La situazione è cambiata radicalmente nel momento in cui, nel corso del 2020, l’emergenza causata dalla pandemia ha determinato una forte accelerazione nella diffusione dello smart working, divenuto vero e proprio lavoro da remoto con l’obiettivo principale di ridurre il rischio di contagio sui luoghi di lavoro e nei trasporti pubblici. L’utilizzo del cosiddetto “lavoro agile di emergenza (o semplificato)” è cresciuto in modo esponenziale, arrivando ad interessare a Brescia il 75% delle imprese intervistate. L’emergenza sanitaria ha fortemente diminuito le differenze tra classi dimensionali e settori, anche se grandi aziende e servizi hanno evidenziato una diffusione dello strumento quasi totale (90%).

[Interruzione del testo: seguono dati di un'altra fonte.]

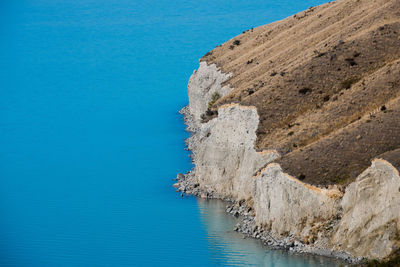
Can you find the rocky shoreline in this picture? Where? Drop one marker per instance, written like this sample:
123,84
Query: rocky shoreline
187,185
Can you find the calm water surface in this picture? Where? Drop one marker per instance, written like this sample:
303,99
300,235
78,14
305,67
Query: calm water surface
90,137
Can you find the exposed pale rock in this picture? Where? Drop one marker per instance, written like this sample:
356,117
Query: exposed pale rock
204,82
371,213
226,159
286,206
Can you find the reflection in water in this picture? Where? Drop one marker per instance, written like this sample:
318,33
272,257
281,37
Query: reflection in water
228,247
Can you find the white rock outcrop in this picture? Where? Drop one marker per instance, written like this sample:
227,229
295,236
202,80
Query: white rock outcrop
286,206
225,159
204,82
364,222
370,225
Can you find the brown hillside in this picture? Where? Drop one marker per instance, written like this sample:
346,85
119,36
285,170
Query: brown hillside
326,84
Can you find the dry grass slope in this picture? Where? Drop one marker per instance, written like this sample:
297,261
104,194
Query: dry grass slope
326,84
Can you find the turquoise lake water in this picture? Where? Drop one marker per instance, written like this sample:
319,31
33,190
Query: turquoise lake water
91,139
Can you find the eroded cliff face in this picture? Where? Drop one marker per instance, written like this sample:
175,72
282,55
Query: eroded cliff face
206,81
223,148
225,159
364,221
370,225
286,206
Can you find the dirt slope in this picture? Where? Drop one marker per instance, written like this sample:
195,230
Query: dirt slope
326,84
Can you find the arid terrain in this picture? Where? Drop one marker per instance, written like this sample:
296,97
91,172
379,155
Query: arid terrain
326,85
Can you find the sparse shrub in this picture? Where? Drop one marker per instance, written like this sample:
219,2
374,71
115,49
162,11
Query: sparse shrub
214,99
305,90
346,84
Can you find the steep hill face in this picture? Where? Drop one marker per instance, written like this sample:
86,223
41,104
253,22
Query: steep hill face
326,86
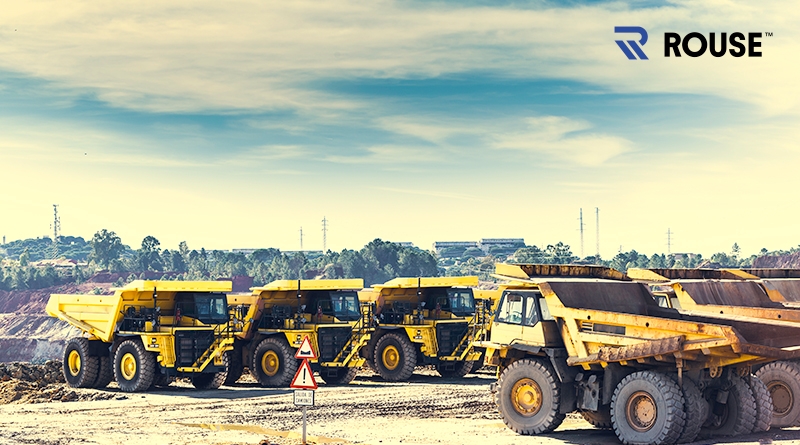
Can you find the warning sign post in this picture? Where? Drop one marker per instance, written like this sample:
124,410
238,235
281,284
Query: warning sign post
303,382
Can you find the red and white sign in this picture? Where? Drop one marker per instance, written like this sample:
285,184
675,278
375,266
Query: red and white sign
305,350
304,379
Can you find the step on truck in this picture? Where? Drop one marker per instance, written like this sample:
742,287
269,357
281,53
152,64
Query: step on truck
425,321
604,348
146,334
274,319
740,294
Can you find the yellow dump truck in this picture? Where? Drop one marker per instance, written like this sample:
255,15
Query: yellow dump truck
425,321
274,320
605,348
737,294
147,333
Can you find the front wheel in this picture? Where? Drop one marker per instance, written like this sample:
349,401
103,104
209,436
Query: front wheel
80,369
647,408
273,362
134,367
528,397
394,357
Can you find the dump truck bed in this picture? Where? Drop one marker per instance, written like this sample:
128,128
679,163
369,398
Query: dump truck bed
610,321
98,315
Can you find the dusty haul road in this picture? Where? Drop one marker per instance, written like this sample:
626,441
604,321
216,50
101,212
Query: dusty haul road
428,410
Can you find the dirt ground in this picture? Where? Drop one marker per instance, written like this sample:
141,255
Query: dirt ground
427,410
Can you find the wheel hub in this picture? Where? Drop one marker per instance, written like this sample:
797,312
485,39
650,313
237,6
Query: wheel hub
128,366
782,398
642,411
391,357
270,363
74,363
526,396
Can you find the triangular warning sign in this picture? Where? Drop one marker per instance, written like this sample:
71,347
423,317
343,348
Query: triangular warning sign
305,350
304,379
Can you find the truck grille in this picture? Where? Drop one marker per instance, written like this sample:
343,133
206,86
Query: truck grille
190,345
449,335
331,342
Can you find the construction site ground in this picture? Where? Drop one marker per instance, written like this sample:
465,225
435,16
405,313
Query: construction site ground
427,410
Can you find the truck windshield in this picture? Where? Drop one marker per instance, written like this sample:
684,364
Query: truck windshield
211,308
462,302
345,305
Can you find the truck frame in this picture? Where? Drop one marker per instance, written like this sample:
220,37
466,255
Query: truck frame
275,318
425,321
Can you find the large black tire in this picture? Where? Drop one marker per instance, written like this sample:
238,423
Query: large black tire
338,376
452,370
134,367
528,397
763,404
647,408
783,383
734,418
696,409
235,365
394,357
80,369
600,418
273,363
105,373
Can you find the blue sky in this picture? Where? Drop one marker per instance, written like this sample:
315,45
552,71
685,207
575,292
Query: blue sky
234,125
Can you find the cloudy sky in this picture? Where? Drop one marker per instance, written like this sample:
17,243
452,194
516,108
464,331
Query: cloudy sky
233,124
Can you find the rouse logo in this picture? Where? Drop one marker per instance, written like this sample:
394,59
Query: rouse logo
633,45
673,39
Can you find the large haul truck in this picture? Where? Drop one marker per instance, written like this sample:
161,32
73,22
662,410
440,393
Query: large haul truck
146,334
735,293
425,321
605,348
274,319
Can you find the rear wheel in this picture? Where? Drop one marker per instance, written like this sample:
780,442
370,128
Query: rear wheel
783,383
273,362
763,404
452,369
528,397
647,408
338,376
80,369
395,357
134,367
105,373
735,417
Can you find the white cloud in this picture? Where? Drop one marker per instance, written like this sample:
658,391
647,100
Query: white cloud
207,55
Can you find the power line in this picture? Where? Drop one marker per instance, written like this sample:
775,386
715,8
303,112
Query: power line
597,225
324,234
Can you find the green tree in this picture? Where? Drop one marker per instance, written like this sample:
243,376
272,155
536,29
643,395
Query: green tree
106,248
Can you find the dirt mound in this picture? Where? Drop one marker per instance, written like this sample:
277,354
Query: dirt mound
27,383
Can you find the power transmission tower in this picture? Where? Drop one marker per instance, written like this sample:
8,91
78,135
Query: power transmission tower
324,234
597,225
56,231
581,219
669,241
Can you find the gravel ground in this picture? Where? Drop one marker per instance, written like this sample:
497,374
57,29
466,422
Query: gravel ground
427,410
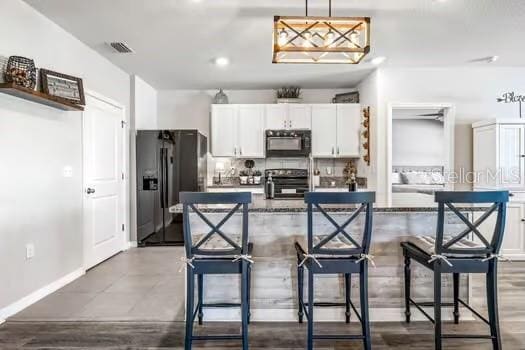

In questo contesto, il dato lombardo appare fortemente sovrapponibile a quello bresciano (diffusione media al 74%), con picchi tra le imprese sopra i 100 dipendenti (96%) e in quelle del terziario (89%). La motivazione principale di tale convergenza sarebbe imputabile alla forte penetrazione del virus nei territori lombardi, specie, in quel periodo, tra Bergamo e Brescia, con le evidenti implicazioni dal punto di vista delle azioni a tutela della salute della popolazione.
L’indagine ha quindi esaminato la prospettiva che si potrà verosimilmente delineare una volta superata la fase emergenziale. I risultati ottenuti delineerebbero uno scenario in cui i cambiamenti obbligati da questo difficile periodo provocheranno un processo in qualche modo irreversibile, tale da determinare una profonda mutazione nell’organizzazione del lavoro. Più nel dettaglio, il 38% delle imprese bresciane intervistate ha dichiarato che lo smart working sarà adottato anche nel prossimo futuro. Ancora una volta, sarebbe confermato il differenziale tra terziario (68%) e industria (32%); l’estensione sarebbe poi legata alla dimensione aziendale, con le realtà più grandi (sopra i 100 dipendenti) che si caratterizzerebbero per una diffusione del 50%. Nelle PMI, spina dorsale del made in Brescia, la presenza del lavoro agile sarebbe invece più limitata (29% nelle realtà sotto i 25 dipendenti e 36% in quelle tra 25 e 100) e su livelli più bassi di quelli rilevati durante la fase emergenziale, ma comunque significativamente più elevati (in media tre volte maggiori) di quanto sperimentato prima del Coronavirus.